At the moment, the Owl was pondering the disquieting rumor that some of his colleagues on the Standing Committee had second thoughts about signing the human-rights agreement with the United States he had worked so hard to negotiate. He had spent the morning putting out feelers to identify who those backsliders might be.
Strange that he’d had no warning of such serious dissension. This concerned him, too, hinting as it did of an organized opposition waiting for the right moment to reveal themselves and kill the treaty. Now that China was entering the capitalist world, it was inevitable that some in government would be determined to destroy it to preserve their own dominance.

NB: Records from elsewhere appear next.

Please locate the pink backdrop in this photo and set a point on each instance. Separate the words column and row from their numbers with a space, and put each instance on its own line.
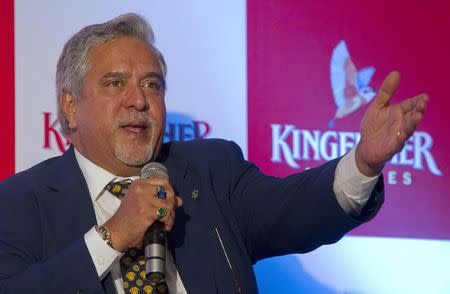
column 289, row 51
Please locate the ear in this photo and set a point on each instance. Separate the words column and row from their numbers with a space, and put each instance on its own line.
column 69, row 108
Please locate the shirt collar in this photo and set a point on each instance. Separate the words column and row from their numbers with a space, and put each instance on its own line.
column 96, row 177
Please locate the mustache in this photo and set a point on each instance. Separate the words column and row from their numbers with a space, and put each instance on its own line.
column 135, row 118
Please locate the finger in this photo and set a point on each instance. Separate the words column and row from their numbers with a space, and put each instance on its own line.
column 417, row 103
column 412, row 119
column 387, row 89
column 161, row 183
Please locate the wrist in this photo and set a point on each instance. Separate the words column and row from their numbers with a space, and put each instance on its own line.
column 114, row 238
column 365, row 168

A light knock yanked him from his reverie. His eyes snapped open. His windows were shuttered against the bright Beijing day and the magnificent gardens of Zhongnanhai. The years had taught him the importance of his secluded office. The single knock came again — one he recognized only too well. It always signaled trouble.
“Come in, General.”
General Chu Kuairong, PLA (Ret.), marched into the cloistered room, took off his hat, and sat. Hunched forward in the hard wood chair that faced the desk, he had a scarred face, thick shoulders, and barrel chest. His tiny eyes were sunk in deep, wind-and-sun creases. They squinted at Niu as if looking through the raw desert sunlight. His shaved head reflected like polished steel in the circle of light from the desk lamp. In his medal-bedecked uniform, he resembled some old Soviet marshal, contemplating the destruction of Berlin in World War II.
Only the thin cigar clamped between his teeth spoiled the image. “It’s the spycatcher.”
“Major Pan?” The Owl hid his impatience.
“Yes. Major Pan thinks Dr. Liang could be jumping at shadows, but he’s not sure.” General Chu was the chief of the Public Security Bureau, one of the organs under the Owl’s control. Major Pan was one of the general’s top counterintelligence operatives. “It’s possible Colonel Smith is a spy who’s maneuvered an invitation for a specific purpose.
Perhaps scientific espionage.”
“Why does Major Pan think that?”
“Two things. First, there are some oddities in Smith’s paper record.